Si la production cinématographique fait la part belle aux héros posés au cœur de l’histoire et porteurs de celle-ci, de plus en plus de fictions font la proposition d’un nouveau regard. Cantonnés au rôle de faire-valoir pendant bien longtemps, ceux qui côtoient celui qui agit deviennent progressivement ceux que la caméra nous montre. Comment expliquer la croissante mise en lumière dans les histoires de ces personnages habituellement laissés dans l’ombre ?

Dans ces courts comme ses longs métrages, le cinéma est constellé de protagonistes proactifs, capables de prendre leur destin en main et la tête d’une révolte, de conquérir un pays ou l’être aimé, ou de renverser, plus ou moins littéralement, des montagnes, comme la flopée de super-héros pullulant en salle ou à la TV.

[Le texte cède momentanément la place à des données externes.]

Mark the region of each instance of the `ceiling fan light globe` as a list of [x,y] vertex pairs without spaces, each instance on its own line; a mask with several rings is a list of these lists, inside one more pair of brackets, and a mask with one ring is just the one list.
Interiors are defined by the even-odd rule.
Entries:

Pour autant, une modification du prisme semble gagner en représentativité dans les scénarios : celui qui agit, gentil ou méchant, laisse progressivement un peu de place à celui qui subit ses agissements, qu’il soit à ses côtés ou dans le camp opposé.

Certes, il est possible de trouver d’en trouver des exemples dans des réalisations parfois anciennes, mais cette tendance semble prendre de l’ampleur dans les productions cinématographiques récentes.

Surtout, il y a un vrai changement dans l’écriture de ce personnage autrefois vu comme annexe. Au lieu de simplement permettre de mieux contempler le « vrai » héros via un acolyte accompagnant le spectateur aux premières loges, à la manière d’un Watson nous ouvrant au monde Sherlockien, les auteurs et réalisateurs s’intéressent aujourd’hui à celui qui regarde, qui subit, et à ce qu’il ressent dans cette position. Si un tel personnage pourrait, mal utilisé, s’exprimer de façon plate et ennuyeuse, il offre aussi, dans le cas d’une écriture plus habile, l’opportunité d’incarner des évolutions différentes, inhabituelles à l’écran.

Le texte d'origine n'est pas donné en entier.